El herbicida también resultó letal para las bacterias nitrificantes de la soja, que no puede ahora reponer nitrógeno en el suelo (como ocurría con la soja convencional) y exige fertilización adicional. Como el uso de fertilizantes contribuye al efecto invernadero y las inundaciones del año pasado también están relacionadas con abuso de fertilizantes, ¿qué consecuenciaes climáticas nos esperan?
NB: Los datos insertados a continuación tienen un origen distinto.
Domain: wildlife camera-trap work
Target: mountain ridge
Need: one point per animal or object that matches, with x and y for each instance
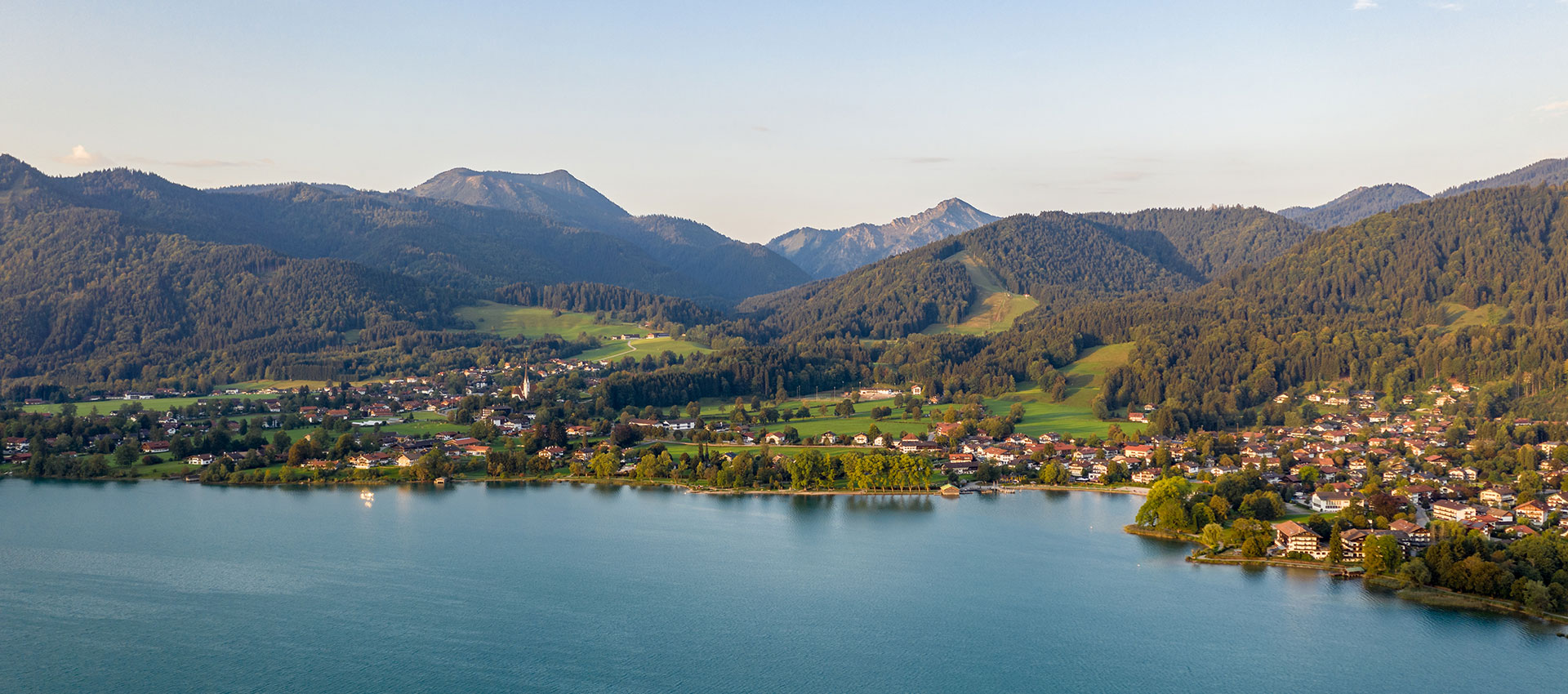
(828, 252)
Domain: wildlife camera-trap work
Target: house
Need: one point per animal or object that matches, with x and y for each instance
(915, 445)
(1293, 536)
(1147, 475)
(1454, 511)
(1530, 509)
(1413, 535)
(366, 461)
(1496, 496)
(1353, 540)
(156, 447)
(1557, 501)
(1330, 501)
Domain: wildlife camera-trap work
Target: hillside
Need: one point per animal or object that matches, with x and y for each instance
(720, 265)
(1471, 287)
(1208, 242)
(1540, 173)
(90, 296)
(828, 252)
(1058, 259)
(1355, 206)
(1054, 259)
(444, 243)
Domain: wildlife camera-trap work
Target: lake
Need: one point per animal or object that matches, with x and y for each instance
(564, 588)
La siembra directa es aconsejable para el hemisferio norte, donde falta espacio y fertilidad, y sobra gente. No así en el hemisferio sur (salvo donde hay erosión). La siembra directa reserva la estructura del suelo, pero contamina la tierra y las napas de agua, pues exige más fertilizantes y agroquímicos que la siembra convencional. Su mayor ventaja es permitir la agricultura permanente, pero en la Argentina es más ecológico producir como lo hicieron nuestros antepasados, alternando agricultura con ganadería y rotando cultivos, sin agrotóxicos ni fertilizantes artificiales, cuidando la tierra y la salud.
Norte y Sur
Con la siembra directa y nuestra actual metodología agropecuaria, producimos más para ganar menos. Y al comprar semillas e insumos a empresas del hemisferio norte, a precios que ellas estipulan arbitrariamente, les brindamos plata dulce para financiar los subsidios con los cuales después nos perjudican comercialmente.
No es cierto que hay que producir más para acabar con el hambre (año tras año vemos cómo la comida que sobra no llega a los hambrientos). Menos hambre habría si los países del Primer Mundo pagaran lo que la comida sana vale.
¿Qué opinaría el plomero norteamericano al enterarse de que sus ahorros se usan para elevar artificialmente el precio de sus alimentos, mientras países pobres productores de comida sana no tienen con qué pagar sus deudas? ¿Qué diría de la difusión masiva de cultivos transgénicos originarios de su país en la Argentina, sin ensayos experimentales previos? ¿Y de promocionar la ingestión de esta soja en los comedores de barrios pobres sin ofrecer garantías en cuanto a sus consecuencias sobre la salud humana?
Somos el país agropecuario por excelencia. Cultivemos y difundamos semillas made in Argentina . Gobernantes y gobernados construyamos juntos una agroindustria local eficiente, que brinde trabajo en las zonas rurales y permita comerciar nuestras materias primas con valor agregado.
¿Por qué restringir nuestro potencial productivo sin parangón a nichos de comida orgánica para pequeñas elites económicas extranjeras, si toda la producción nacional podría lograrse orgánicamente y nuestro mercado merece ser el mundo entero?
Hagamos conocer internacionalmente nuestras condiciones privilegiadas para alimentar a la humanidad. Preservemos la geografía excepcional con que fuimos bendecidos, y a la gallina de los huevos de oro, que todavía anida en tierra argentina, preservémosla de tantos zorros que rondan el gallinero.